Regardless of practice size, the number of young, aggressive veterinarians hanging out their own shingles has surged. The
question is, why in this shaky economy would any veterinarian choose to start his or her own business?
FEWER HIGH-QUALITY PRACTICES FOR SALE
The recession has negatively impacted the profits of many practices across the country. This declining profit margin has led
to declining practice value. (See "Impact of a 5 percent revenue drop.") Given the current economic situation, many practice
owners have opted to delay selling their practices until the market has recovered. Instead, they've (wisely) decided to hunker
down, improve practice cash flow, and ride out the recession. Therefore, many high-quality practices that normally would come
up for sale during a typical business cycle are sitting on the sidelines.
Impact of a 5 percent revenue drop
The result? Many—not all, but many—of the practices currently for sale across the country are flawed. As one potential buyer
told me a few weeks ago, "There are a lot of damaged goods on the market right now."

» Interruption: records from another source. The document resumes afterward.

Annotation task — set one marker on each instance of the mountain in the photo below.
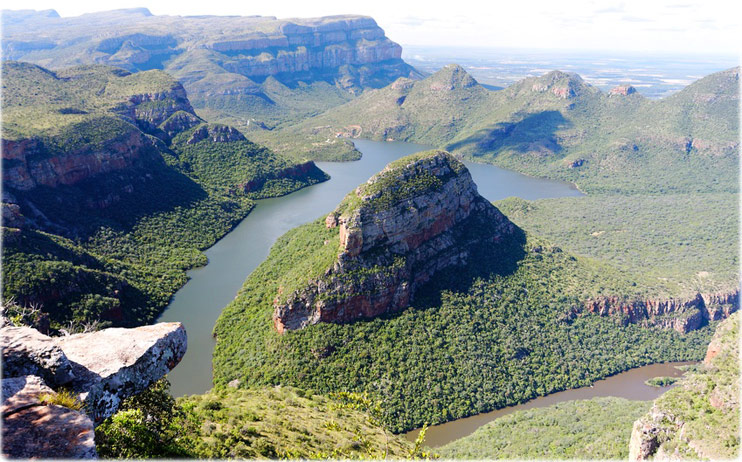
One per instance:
(418, 292)
(111, 187)
(678, 426)
(556, 126)
(235, 68)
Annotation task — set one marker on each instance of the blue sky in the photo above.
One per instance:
(676, 26)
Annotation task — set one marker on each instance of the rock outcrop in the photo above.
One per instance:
(699, 419)
(217, 133)
(33, 429)
(112, 364)
(683, 315)
(399, 229)
(352, 50)
(30, 163)
(27, 351)
(622, 90)
(100, 368)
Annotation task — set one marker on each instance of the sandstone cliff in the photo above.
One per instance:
(396, 231)
(699, 419)
(681, 314)
(101, 369)
(255, 47)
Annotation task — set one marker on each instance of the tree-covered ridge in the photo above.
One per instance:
(554, 126)
(699, 419)
(68, 104)
(675, 245)
(260, 423)
(502, 329)
(598, 428)
(91, 240)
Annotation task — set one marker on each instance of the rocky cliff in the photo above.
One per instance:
(699, 419)
(100, 369)
(63, 128)
(254, 47)
(681, 314)
(410, 221)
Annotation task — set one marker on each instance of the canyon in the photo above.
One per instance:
(395, 232)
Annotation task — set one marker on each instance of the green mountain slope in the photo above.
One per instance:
(699, 419)
(247, 71)
(598, 428)
(501, 329)
(557, 126)
(112, 186)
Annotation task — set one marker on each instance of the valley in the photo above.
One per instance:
(374, 253)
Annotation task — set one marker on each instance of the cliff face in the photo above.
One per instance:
(30, 163)
(683, 315)
(100, 369)
(396, 231)
(256, 47)
(699, 419)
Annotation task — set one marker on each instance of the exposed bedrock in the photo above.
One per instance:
(396, 231)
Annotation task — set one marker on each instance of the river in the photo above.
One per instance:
(629, 385)
(210, 288)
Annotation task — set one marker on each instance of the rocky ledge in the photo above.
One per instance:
(101, 369)
(396, 231)
(681, 314)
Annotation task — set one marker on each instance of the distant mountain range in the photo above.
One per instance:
(231, 65)
(559, 126)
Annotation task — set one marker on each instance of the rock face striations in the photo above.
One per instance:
(420, 215)
(677, 427)
(350, 49)
(681, 314)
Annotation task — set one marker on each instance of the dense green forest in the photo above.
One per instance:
(664, 240)
(112, 248)
(598, 428)
(500, 331)
(699, 418)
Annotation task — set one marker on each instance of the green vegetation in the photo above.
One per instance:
(498, 332)
(661, 381)
(554, 126)
(598, 428)
(63, 397)
(112, 248)
(278, 422)
(705, 399)
(664, 241)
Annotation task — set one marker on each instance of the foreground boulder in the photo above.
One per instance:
(418, 216)
(27, 351)
(101, 368)
(113, 364)
(34, 429)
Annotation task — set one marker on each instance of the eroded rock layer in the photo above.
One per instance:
(681, 314)
(404, 225)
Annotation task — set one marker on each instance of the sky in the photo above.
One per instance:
(645, 26)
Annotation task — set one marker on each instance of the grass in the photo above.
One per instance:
(285, 422)
(63, 397)
(598, 428)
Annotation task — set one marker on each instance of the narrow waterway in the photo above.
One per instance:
(210, 288)
(629, 385)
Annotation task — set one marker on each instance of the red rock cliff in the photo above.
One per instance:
(396, 232)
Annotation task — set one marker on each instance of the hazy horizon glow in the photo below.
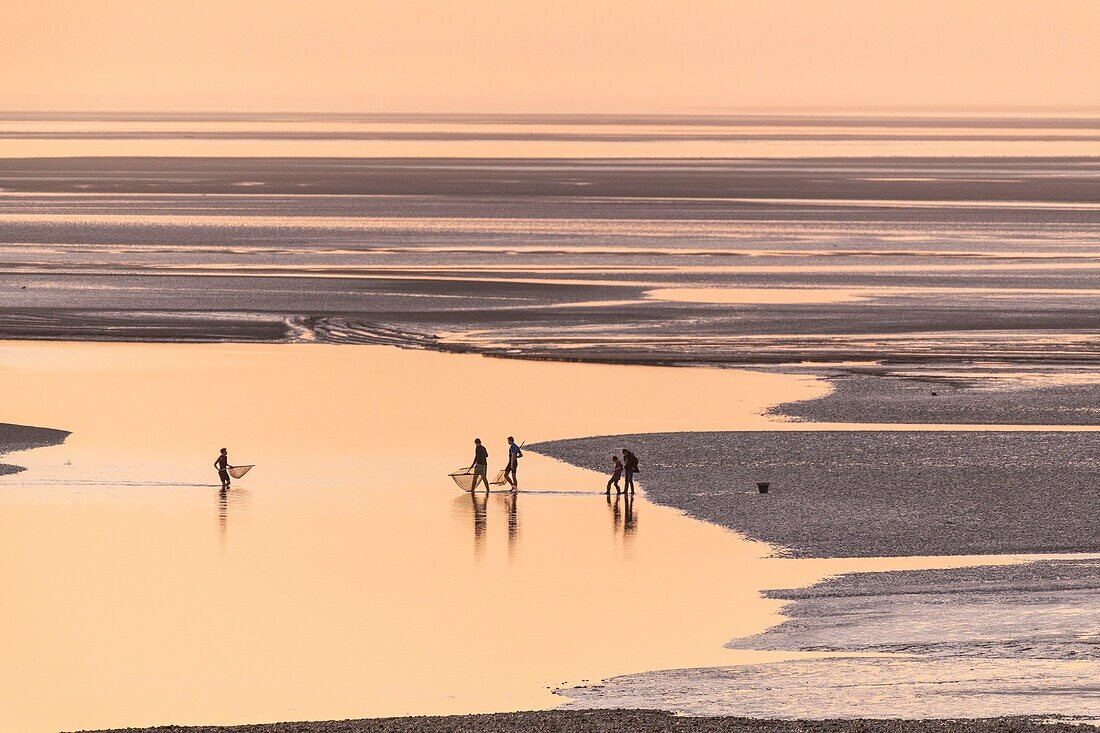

A byproduct of this trend is a slew of impatient buyers in the profession. Most of these men and women—who are young, driven,
and business-savvy—know what they want in a practice and won't settle for less.
Unlike the previous generation, these practice buyers received a high-quality business education at an early age. This is
thanks to veterinary colleges doing a better job of introducing business education to students, veterinary business groups
growing more active on campuses, and convention organizers increasing and improving practice management CE.
These buyers understand finances, cash flow, charging appropriately, and profit. They've seen some of their colleagues or
mentors struggle with poor decisions, and they don't want to follow them down that path.
These young buyers understand the enormity of the implications of their decisions and don't want to "make do" with a damaged
or flawed practice. Their options are to wait for a practice worth buying to come along, to remain an associate for the foreseeable
future, or take the leap and start their own practice. Many are choosing the latter.